Entrer dans les ordres
Le tableau que brosse Antoine Groulx est généreusement truffé de références à la religion catholique. «La métaphore humoristique MSSS – Église catholique qui teinte l'ensemble du récit cherche à refléter les ressemblances entre les deux organisations très hiérarchisées», explique le médecin, qui souhaitait ardemment alléger son propos grâce à l'humour.
«Mettre en évidence des aspects rigolos, ajoute-t-il, ça permet de rire de soi, de rire avec les autres. Je ne voulais pas écrire un bouquin accusateur, mais un bouquin qui donne un éclairage différent d'événements qu'on a pu voir dans les médias comme, par exemple, tous les soubresauts entourant le projet de loi 20. L'humour permet d'éviter le ton incisif; il adoucit les angles.»
Le professeur garde-t-il un souvenir heureux de son passage au MSSS? «Je ne peux pas dire que ce fut une expérience négative. Ça m'a permis d'apprendre beaucoup de choses. J'y ai rencontré des personnes fantastiques qui m'ont accompagné et guidé. Mais les journées étaient éreintantes. C'est une pression énorme de conjuguer les attentes des ministres avec celles de la population, des gestionnaires, des cliniciens, ainsi qu'avec les avancées et recommandations de la science. Ce que j'y ai vécu fait de moi la personne et le médecin que je suis aujourd'hui. C'est d'ailleurs mon travail au ministère qui m'a amené à me tourner vers les projets de partenariat avec les patients», témoigne le médecin, qui a notamment occupé la fonction de sous-ministre adjoint.

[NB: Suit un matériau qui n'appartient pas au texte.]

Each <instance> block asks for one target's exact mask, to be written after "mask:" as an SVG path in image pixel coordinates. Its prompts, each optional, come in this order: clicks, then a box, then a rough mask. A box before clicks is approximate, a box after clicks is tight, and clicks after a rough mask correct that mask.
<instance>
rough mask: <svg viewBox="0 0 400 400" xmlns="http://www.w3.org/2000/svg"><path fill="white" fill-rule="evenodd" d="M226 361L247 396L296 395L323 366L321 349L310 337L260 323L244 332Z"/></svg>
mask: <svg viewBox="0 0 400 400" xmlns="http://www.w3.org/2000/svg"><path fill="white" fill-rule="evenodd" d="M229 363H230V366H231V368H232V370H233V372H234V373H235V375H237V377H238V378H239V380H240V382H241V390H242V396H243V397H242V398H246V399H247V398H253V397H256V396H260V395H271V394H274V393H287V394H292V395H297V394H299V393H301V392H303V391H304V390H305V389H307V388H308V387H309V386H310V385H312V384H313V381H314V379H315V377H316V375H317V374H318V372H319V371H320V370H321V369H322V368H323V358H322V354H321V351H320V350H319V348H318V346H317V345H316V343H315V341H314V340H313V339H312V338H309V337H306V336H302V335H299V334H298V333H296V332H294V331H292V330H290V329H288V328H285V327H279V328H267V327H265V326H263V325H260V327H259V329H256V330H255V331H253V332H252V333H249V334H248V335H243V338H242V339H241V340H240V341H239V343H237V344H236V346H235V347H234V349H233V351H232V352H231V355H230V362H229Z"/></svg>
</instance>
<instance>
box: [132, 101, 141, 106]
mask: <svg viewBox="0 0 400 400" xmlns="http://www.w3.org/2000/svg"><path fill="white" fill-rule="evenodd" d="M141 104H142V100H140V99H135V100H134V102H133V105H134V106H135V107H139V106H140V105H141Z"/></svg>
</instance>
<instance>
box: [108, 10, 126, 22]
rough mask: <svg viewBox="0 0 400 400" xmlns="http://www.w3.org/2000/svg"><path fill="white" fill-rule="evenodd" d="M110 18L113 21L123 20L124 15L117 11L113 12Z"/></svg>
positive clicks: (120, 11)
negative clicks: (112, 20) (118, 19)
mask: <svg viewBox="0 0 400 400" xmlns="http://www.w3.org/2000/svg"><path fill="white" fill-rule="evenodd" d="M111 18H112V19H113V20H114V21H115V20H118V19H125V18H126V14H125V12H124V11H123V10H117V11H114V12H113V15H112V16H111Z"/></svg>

Selon le professeur Groulx, au-delà de la peinture humoristique du système de santé, le livre présente aussi un intérêt pour son dernier chapitre, atypique, où certaines conclusions sont tirées de son parcours alliant pratique clinique, gestion et «dévotion au MSSS». «Un cheminement comme le mien permet de voir l'avenir différemment, d'anticiper les bons gestes à poser», déclare-t-il.

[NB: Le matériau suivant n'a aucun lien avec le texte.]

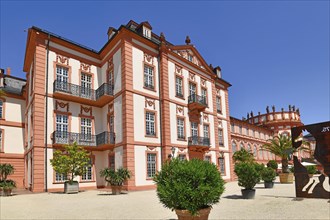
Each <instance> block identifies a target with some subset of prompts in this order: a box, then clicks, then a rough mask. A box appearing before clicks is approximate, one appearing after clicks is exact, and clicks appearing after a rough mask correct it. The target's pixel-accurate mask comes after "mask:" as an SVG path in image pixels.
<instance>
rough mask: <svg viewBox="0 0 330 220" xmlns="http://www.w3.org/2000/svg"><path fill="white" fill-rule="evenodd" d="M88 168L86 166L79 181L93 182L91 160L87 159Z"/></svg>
mask: <svg viewBox="0 0 330 220" xmlns="http://www.w3.org/2000/svg"><path fill="white" fill-rule="evenodd" d="M88 165H89V166H87V167H86V168H85V169H86V171H85V174H83V175H82V176H81V179H82V180H84V181H86V180H93V165H92V158H90V159H89V164H88Z"/></svg>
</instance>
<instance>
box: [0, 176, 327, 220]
mask: <svg viewBox="0 0 330 220" xmlns="http://www.w3.org/2000/svg"><path fill="white" fill-rule="evenodd" d="M240 189H241V188H240V187H239V186H238V185H237V182H230V183H227V184H226V191H225V193H224V194H223V195H222V196H221V200H220V203H218V204H217V205H215V206H214V207H213V209H212V210H211V214H210V219H330V203H329V200H327V199H296V198H295V189H294V184H280V183H278V182H277V183H276V184H275V187H274V188H273V189H265V188H264V187H263V184H257V186H256V190H257V192H256V198H255V199H254V200H243V199H241V192H240ZM0 219H1V220H2V219H177V216H176V214H175V213H174V212H172V211H171V210H169V209H166V208H164V207H163V206H162V205H161V204H160V203H159V200H158V198H157V195H156V192H155V190H149V191H137V192H129V193H128V194H121V195H118V196H113V195H111V193H110V192H107V191H103V190H91V191H84V192H80V193H79V194H70V195H67V194H63V193H39V194H25V195H15V196H11V197H0Z"/></svg>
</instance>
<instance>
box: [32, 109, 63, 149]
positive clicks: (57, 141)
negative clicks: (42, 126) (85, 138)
mask: <svg viewBox="0 0 330 220" xmlns="http://www.w3.org/2000/svg"><path fill="white" fill-rule="evenodd" d="M32 121H33V119H32V118H31V125H32ZM68 137H69V134H68V116H67V115H60V114H57V115H56V137H55V138H56V139H57V140H56V143H68ZM61 141H63V142H61Z"/></svg>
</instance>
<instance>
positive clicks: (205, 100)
mask: <svg viewBox="0 0 330 220" xmlns="http://www.w3.org/2000/svg"><path fill="white" fill-rule="evenodd" d="M194 102H196V103H199V104H201V105H204V106H207V102H206V98H205V97H202V96H199V95H196V94H192V95H190V96H189V97H188V104H191V103H194Z"/></svg>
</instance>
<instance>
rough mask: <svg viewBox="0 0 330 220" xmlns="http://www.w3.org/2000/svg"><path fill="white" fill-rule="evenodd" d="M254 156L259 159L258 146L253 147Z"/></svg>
mask: <svg viewBox="0 0 330 220" xmlns="http://www.w3.org/2000/svg"><path fill="white" fill-rule="evenodd" d="M253 156H254V157H257V146H256V145H254V146H253Z"/></svg>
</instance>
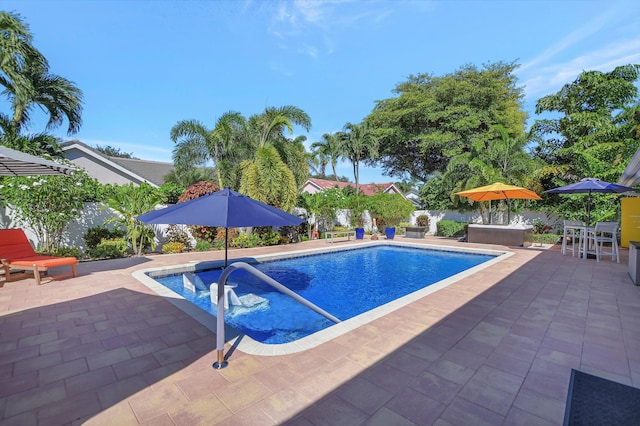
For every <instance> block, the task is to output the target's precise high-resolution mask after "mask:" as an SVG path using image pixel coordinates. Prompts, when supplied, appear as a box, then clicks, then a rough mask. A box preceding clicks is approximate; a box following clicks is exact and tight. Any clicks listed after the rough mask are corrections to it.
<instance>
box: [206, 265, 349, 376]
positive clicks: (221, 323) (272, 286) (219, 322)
mask: <svg viewBox="0 0 640 426" xmlns="http://www.w3.org/2000/svg"><path fill="white" fill-rule="evenodd" d="M238 269H242V270H245V271H247V272H249V273H250V274H251V275H253V276H254V277H256V278H259V279H261V280H262V281H264V282H266V283H267V284H269V285H270V286H272V287H274V288H275V289H276V290H278V291H280V292H282V293H284V294H286V295H287V296H290V297H292V298H293V299H294V300H296V301H298V302H300V303H302V304H303V305H304V306H306V307H308V308H309V309H312V310H313V311H315V312H317V313H319V314H320V315H322V316H324V317H325V318H327V319H329V320H331V321H333V322H335V323H339V322H341V321H340V320H339V319H338V318H336V317H334V316H333V315H331V314H330V313H328V312H327V311H325V310H324V309H322V308H320V307H318V306H316V305H314V304H313V303H311V302H309V301H308V300H307V299H305V298H304V297H302V296H300V295H299V294H296V293H295V292H293V291H291V290H289V289H288V288H287V287H285V286H284V285H282V284H280V283H279V282H278V281H276V280H274V279H273V278H271V277H270V276H268V275H267V274H265V273H263V272H261V271H259V270H258V269H256V268H255V267H253V266H251V265H249V264H248V263H245V262H235V263H232V264H231V265H229V266H227V267H226V268H225V269H224V271H222V274H221V275H220V278H219V279H218V313H217V318H216V349H217V351H218V361H217V362H215V363H214V364H213V367H214V368H224V367H226V366H227V362H226V361H225V360H224V340H225V339H224V286H225V285H226V284H227V280H228V279H229V275H231V273H232V272H233V271H236V270H238Z"/></svg>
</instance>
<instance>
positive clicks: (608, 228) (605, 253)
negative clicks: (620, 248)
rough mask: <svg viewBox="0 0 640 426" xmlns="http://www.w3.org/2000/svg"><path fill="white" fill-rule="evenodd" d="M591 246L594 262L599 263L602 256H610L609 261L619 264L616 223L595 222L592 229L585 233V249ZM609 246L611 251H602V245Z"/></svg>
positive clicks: (606, 222)
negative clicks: (615, 261) (594, 250)
mask: <svg viewBox="0 0 640 426" xmlns="http://www.w3.org/2000/svg"><path fill="white" fill-rule="evenodd" d="M590 243H592V244H593V247H594V248H595V253H596V260H597V261H598V262H600V257H602V255H609V254H610V255H611V260H612V261H613V260H615V261H616V262H617V263H620V251H619V248H618V222H596V226H595V228H593V229H590V230H588V231H587V238H586V241H585V244H587V246H586V247H590ZM605 243H607V244H611V251H604V248H605V246H604V244H605Z"/></svg>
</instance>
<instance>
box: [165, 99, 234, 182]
mask: <svg viewBox="0 0 640 426" xmlns="http://www.w3.org/2000/svg"><path fill="white" fill-rule="evenodd" d="M245 125H246V122H245V118H244V117H243V116H242V114H240V113H239V112H235V111H229V112H226V113H224V114H223V115H222V116H221V117H220V118H219V119H218V121H217V122H216V126H215V127H214V128H213V130H210V129H208V128H207V127H206V126H205V125H204V124H202V123H200V122H199V121H197V120H183V121H180V122H178V123H177V124H176V125H175V126H173V127H172V128H171V140H172V141H173V142H175V143H176V147H175V149H174V150H173V161H174V163H175V165H176V173H177V174H178V175H179V176H180V175H183V174H187V173H189V172H190V171H193V169H194V167H196V166H200V167H204V166H206V164H207V162H208V161H212V162H213V163H214V165H215V167H216V175H217V181H218V185H219V186H220V187H221V188H223V187H224V185H225V183H226V182H225V179H224V176H225V174H226V173H228V172H229V168H232V167H233V164H234V159H235V158H237V156H236V154H237V152H236V151H237V149H238V147H239V144H240V140H241V137H242V135H243V133H244V132H245Z"/></svg>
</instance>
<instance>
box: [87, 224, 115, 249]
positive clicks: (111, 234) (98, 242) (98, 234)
mask: <svg viewBox="0 0 640 426" xmlns="http://www.w3.org/2000/svg"><path fill="white" fill-rule="evenodd" d="M125 234H126V232H125V231H123V230H121V229H118V228H115V229H109V228H107V227H106V226H95V227H93V228H89V229H87V232H85V233H84V235H83V236H82V238H83V239H84V242H85V243H86V244H87V249H89V250H93V249H95V248H96V247H98V244H100V242H101V241H102V240H111V239H114V238H123V237H124V236H125Z"/></svg>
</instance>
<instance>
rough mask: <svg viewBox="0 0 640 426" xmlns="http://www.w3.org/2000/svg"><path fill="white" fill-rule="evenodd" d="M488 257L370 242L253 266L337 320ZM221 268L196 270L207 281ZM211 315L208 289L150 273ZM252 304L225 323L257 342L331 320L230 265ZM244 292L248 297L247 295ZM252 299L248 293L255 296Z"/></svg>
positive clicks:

Une vision renouvelée de la médecine et du réseau de la santé
Un des constats qu'il pose est qu'il faut se préparer à l'avènement de l'intelligence artificielle (IA), une conviction très vive chez lui depuis qu'il obtenu un certificat en stratégie de l'IA, au Massachusetts Institute of Technology (MIT), peu de temps après avoir quitté le MSSS. «Ça a été révélateur pour moi. J'avais toujours pensé que la médecine familiale était une spécialité très relationnelle, très humaine, mais j'ai réalisé que l'IA aura un rôle à jouer dans toutes les spécialités médicales au cours des prochaines années», révèle le professeur.

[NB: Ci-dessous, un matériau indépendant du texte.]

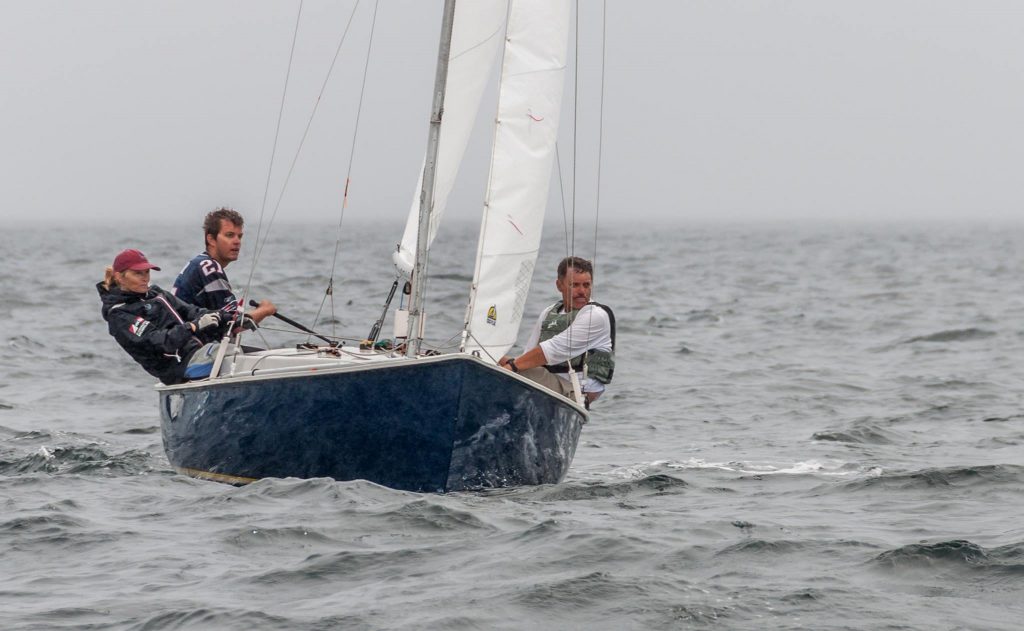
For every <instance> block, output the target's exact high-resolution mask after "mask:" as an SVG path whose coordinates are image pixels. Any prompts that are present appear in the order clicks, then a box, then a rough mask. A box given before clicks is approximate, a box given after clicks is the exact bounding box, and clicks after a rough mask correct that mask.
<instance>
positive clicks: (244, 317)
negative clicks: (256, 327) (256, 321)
mask: <svg viewBox="0 0 1024 631" xmlns="http://www.w3.org/2000/svg"><path fill="white" fill-rule="evenodd" d="M242 329H243V330H244V331H255V330H256V321H255V320H253V319H252V317H250V316H249V313H245V314H244V316H243V317H242Z"/></svg>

Un autre de ses constats est que ce sont les citoyens qui détiennent le véritable pouvoir de transformer et d'améliorer le système de santé. «La population, dit-il, doit d'abord s'occuper de sa propre santé, de façon préventive, mais elle peut aussi influencer la classe politique à inverser la pyramide des dépenses actuelles. Investir dans la promotion de la santé, la prévention, les services de proximité, c'est la clé de la réussite. Je ne suis pas en train de dire qu'on devrait arrêter de financer le curatif et les services hospitaliers, mais il y a un débalancement entre les investissements dans les services de pointe et ceux dans les services de base, qui sont grandement déficients.»
Enfin, le Dr Groulx mène actuellement plusieurs projets pour favoriser les partenariats avec les patients, un engagement qui lui tient particulièrement à cœur. «Les patients ont une véritable légitimité dans les recherches et la gestion en santé. Ils ont un savoir expérientiel qui vient compléter le savoir plus spécifique de tous les autres partenaires dans le réseau. Il faut leur faire un place forte, franche, vraie et authentique», plaide-t-il.
Le livre Il est grand le ministère de la vie: incursions et perspectives laïques au cœur du système de santé québécois est disponible en version papier et numérique.